Ganz oben werden die Erstliga-Absteiger, allen voran TuSEM Essen und die HSG Nordhorn-Lingen, das Rennen machen. Für den VfL Gummersbach wird es angesichts der starken Konkurrenz erneut nicht für die Rückkehr ins Oberhaus reichen. Im Tabellenkeller wird es für Aufsteiger Rostock ganz eng, auch der Dessau-Roßlauer HV und der TV Emsdetten schauen Richtung Abgrund. Der TV Großwallstadt und Bayer Dormagen können die starke Vorsaison nicht bestätigen, landen aber im Mittelfeld.
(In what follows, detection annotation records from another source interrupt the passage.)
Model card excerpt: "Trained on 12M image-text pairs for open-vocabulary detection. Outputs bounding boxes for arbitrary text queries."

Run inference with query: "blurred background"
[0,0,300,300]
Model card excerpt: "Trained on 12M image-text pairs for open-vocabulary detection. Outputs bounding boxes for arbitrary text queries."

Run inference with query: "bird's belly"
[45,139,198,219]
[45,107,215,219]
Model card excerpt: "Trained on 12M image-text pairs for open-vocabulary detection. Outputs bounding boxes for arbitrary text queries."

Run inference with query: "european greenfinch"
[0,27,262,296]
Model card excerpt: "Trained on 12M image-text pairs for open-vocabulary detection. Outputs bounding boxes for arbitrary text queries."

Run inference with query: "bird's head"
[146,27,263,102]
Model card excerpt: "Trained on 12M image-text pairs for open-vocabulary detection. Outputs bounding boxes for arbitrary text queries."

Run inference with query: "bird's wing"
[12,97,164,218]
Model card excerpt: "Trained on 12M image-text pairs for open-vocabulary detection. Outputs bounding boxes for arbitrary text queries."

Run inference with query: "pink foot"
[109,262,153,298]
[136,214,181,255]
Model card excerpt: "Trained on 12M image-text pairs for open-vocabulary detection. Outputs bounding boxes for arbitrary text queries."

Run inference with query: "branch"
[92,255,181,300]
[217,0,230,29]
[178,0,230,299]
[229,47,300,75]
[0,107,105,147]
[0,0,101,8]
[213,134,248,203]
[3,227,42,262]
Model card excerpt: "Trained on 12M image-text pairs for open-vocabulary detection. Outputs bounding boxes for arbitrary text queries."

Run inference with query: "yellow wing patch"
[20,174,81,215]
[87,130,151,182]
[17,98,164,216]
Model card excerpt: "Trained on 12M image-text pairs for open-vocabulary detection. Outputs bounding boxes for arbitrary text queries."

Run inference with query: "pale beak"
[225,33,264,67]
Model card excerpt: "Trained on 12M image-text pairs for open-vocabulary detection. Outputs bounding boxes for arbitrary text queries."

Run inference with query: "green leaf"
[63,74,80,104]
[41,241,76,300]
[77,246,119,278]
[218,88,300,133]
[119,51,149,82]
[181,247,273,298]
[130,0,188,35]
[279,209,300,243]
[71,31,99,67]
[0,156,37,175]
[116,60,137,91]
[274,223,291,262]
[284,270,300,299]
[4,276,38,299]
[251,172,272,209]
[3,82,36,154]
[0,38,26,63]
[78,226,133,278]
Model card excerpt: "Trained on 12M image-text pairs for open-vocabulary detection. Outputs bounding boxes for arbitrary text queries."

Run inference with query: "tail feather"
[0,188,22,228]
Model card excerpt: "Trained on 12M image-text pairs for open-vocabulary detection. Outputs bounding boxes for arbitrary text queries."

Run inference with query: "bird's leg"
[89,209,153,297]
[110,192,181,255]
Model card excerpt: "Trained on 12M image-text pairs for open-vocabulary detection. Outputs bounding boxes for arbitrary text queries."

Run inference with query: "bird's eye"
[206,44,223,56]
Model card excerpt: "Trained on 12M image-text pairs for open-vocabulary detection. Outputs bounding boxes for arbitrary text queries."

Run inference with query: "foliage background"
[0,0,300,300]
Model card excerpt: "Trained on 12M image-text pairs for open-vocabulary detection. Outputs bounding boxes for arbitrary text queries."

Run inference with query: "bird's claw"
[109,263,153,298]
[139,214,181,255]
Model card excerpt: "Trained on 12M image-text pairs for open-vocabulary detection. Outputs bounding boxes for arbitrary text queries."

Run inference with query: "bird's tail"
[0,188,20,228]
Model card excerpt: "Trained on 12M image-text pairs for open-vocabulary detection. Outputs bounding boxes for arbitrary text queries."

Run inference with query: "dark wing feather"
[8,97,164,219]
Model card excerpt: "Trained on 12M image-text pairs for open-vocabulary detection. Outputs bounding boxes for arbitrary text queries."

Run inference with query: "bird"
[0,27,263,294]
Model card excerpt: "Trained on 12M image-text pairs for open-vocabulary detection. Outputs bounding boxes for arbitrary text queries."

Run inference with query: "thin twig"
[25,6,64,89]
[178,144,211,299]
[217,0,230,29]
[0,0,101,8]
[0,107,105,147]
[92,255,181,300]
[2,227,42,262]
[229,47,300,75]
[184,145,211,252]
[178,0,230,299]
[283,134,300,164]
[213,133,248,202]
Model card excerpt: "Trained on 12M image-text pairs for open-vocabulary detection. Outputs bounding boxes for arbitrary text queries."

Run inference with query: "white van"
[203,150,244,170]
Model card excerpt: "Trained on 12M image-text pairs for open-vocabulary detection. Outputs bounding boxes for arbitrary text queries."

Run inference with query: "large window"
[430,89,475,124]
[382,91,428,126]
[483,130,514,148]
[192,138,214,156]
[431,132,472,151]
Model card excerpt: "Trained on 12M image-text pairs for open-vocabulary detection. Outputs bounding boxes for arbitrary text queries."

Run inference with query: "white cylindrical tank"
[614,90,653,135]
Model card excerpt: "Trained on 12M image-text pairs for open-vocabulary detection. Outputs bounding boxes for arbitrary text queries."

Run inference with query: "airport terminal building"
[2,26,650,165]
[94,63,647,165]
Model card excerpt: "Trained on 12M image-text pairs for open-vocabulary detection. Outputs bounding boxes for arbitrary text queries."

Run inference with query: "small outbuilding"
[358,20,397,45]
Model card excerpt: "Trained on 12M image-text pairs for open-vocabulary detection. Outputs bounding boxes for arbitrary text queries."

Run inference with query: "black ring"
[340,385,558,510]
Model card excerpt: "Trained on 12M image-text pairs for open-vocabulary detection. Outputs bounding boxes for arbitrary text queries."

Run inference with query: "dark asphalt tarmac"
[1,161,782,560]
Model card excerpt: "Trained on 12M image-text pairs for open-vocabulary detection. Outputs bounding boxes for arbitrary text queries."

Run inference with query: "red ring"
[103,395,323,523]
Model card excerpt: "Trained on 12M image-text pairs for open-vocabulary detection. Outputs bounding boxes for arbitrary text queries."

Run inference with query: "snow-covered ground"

Mit Eintracht Hagen wird der zweite Aufsteiger eine ordentliche Rolle in der Liga spielen, mit den Abstiegsrängen nichts zu tun haben Für den TuS Ferndorf wird es derweil auf die ersten Spiele ankommen, die Duelle mit Hagen und Hüttenberg werden richtungsweisend für die Spielzeit sein. Gelingt ein guter Start, ist ein Platz im sicheren Mittelfeld drin. Läuft die Saison holprig an und braucht die Mannschaft eine lange Eingewöhnungszeit, geht es gegen den Abstieg.